Blue Moonlight is a serene landscape with a mysterious double reflection of the moon. Created in a limited palate this landscape owes as much to Gornik’s own interior perspective as does to any exterior vista. Gornik's attitude towards painting these half imaginary, half representative scenes is that of the wistful interpreter--combining the heritage of Romantic landscape painting with her own idealized mysterious vision. Her works have a bewitching, almost surreal beauty that reveal a signature style and sensibility unmistakably her own.

Gornik’s critical and popular success has positioned her as one of the most prominent landscape painters in the contemporary art world. Born in Cleveland, Ohio in 1953, Gornik studied at the Cleveland Institute of Art before transferring to Nova Scotia College of Art and Design in Canada.
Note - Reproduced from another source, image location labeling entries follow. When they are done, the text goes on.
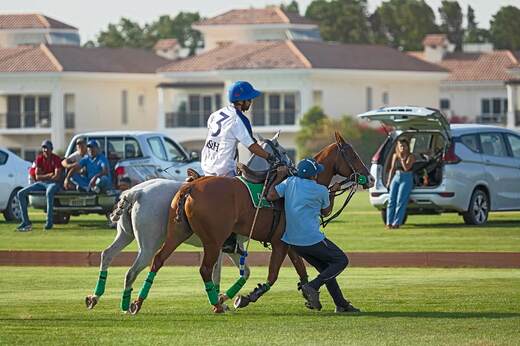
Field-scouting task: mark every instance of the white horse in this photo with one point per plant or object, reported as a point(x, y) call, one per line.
point(142, 214)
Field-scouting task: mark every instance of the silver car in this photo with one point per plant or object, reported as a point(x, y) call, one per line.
point(468, 169)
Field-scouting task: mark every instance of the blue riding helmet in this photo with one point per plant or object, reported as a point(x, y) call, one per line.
point(241, 91)
point(47, 144)
point(309, 168)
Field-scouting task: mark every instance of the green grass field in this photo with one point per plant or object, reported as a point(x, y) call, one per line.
point(358, 229)
point(401, 307)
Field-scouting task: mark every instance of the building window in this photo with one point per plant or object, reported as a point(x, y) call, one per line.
point(194, 112)
point(369, 98)
point(385, 99)
point(124, 107)
point(275, 109)
point(317, 97)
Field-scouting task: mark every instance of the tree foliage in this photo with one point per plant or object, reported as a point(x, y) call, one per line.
point(341, 20)
point(317, 131)
point(505, 28)
point(403, 23)
point(127, 33)
point(451, 22)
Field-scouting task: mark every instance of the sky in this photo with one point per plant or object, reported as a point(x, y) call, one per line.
point(91, 16)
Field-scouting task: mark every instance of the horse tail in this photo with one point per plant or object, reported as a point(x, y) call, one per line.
point(126, 201)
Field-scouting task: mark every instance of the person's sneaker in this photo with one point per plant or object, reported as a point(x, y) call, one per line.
point(345, 309)
point(312, 296)
point(24, 228)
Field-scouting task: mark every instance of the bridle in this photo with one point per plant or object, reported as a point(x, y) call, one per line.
point(349, 184)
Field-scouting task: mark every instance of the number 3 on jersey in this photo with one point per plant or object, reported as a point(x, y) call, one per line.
point(223, 118)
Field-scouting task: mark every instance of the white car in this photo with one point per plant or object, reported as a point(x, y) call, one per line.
point(469, 169)
point(13, 177)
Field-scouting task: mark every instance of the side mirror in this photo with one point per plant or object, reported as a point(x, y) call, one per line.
point(194, 156)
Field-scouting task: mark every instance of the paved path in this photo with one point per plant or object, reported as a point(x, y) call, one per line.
point(357, 259)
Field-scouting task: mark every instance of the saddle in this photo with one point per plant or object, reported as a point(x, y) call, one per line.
point(256, 177)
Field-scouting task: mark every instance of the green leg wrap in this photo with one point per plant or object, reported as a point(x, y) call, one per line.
point(100, 286)
point(125, 300)
point(143, 293)
point(211, 290)
point(237, 286)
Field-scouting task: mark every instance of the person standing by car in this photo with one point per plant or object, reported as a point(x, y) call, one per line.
point(305, 201)
point(400, 184)
point(73, 160)
point(47, 175)
point(98, 176)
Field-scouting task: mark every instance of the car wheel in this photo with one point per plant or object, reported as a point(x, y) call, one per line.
point(383, 216)
point(61, 218)
point(478, 211)
point(13, 211)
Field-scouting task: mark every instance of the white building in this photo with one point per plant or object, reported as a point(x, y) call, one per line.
point(482, 85)
point(54, 91)
point(258, 45)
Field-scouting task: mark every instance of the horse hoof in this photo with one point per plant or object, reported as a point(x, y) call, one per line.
point(218, 309)
point(91, 301)
point(241, 302)
point(135, 307)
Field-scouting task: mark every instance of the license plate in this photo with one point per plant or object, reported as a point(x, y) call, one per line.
point(78, 203)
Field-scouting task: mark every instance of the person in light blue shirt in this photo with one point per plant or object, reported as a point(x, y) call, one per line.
point(305, 201)
point(97, 176)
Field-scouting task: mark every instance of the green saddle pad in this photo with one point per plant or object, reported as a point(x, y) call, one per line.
point(255, 191)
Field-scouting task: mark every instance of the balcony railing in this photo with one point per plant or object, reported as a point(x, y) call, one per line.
point(27, 120)
point(495, 119)
point(182, 119)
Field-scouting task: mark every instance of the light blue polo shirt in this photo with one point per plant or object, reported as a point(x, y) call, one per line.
point(304, 199)
point(95, 165)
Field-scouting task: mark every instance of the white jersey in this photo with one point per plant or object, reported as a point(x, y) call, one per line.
point(225, 130)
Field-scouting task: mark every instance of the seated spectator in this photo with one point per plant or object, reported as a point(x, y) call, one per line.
point(73, 160)
point(97, 177)
point(47, 178)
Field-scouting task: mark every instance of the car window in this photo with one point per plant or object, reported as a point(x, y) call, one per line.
point(3, 158)
point(173, 151)
point(471, 141)
point(514, 142)
point(493, 144)
point(101, 142)
point(157, 147)
point(132, 149)
point(116, 149)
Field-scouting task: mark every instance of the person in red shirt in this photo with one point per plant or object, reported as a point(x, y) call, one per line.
point(48, 176)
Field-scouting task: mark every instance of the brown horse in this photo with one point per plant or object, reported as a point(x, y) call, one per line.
point(213, 207)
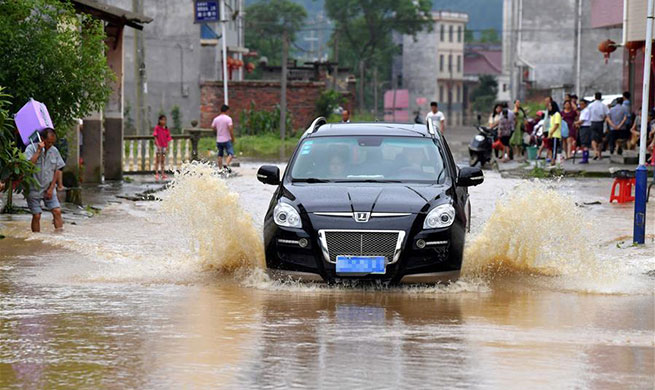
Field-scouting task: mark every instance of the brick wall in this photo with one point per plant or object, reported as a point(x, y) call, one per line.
point(301, 99)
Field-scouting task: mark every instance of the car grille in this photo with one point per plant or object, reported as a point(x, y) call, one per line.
point(364, 243)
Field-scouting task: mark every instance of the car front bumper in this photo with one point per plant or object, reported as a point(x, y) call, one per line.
point(439, 261)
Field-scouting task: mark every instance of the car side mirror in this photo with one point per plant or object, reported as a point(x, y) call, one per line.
point(470, 176)
point(269, 174)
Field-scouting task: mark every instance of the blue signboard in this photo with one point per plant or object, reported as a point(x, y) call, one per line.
point(206, 11)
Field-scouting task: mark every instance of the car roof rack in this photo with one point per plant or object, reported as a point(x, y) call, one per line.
point(318, 122)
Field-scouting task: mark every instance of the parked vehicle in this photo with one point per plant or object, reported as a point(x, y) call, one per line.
point(482, 146)
point(368, 201)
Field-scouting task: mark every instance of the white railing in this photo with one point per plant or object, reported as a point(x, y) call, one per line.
point(139, 153)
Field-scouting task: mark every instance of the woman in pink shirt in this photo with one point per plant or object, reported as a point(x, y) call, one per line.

Dubbed a neoromantic in the 80s then later a luminist, she is an urbanite who creates views of nature in her lower-Manhattan studio where she draws from memories, dreams, and imaginings.

Her paintings and prints are in major private and museum collections, including the National Gallery of Art and the Metropolitan Museum of Art, the Whitney Museum of American Art, the National Museum of American Art, the National Museum of Women in the Arts.

Special Information: 7-color lithograph signed and numbered edition of 100, printed on Rives BFK paper. Sold unframed. Comes with a Certificate of Authenticity from the Smithsonian.

Image Dimensions: 20 x 20 ½ inches

Paper Dimensions: 24 x 26 inches

Produced by: Master printer Maurice Sanchez, Derriere L’Etoile Studios, New York, N.Y.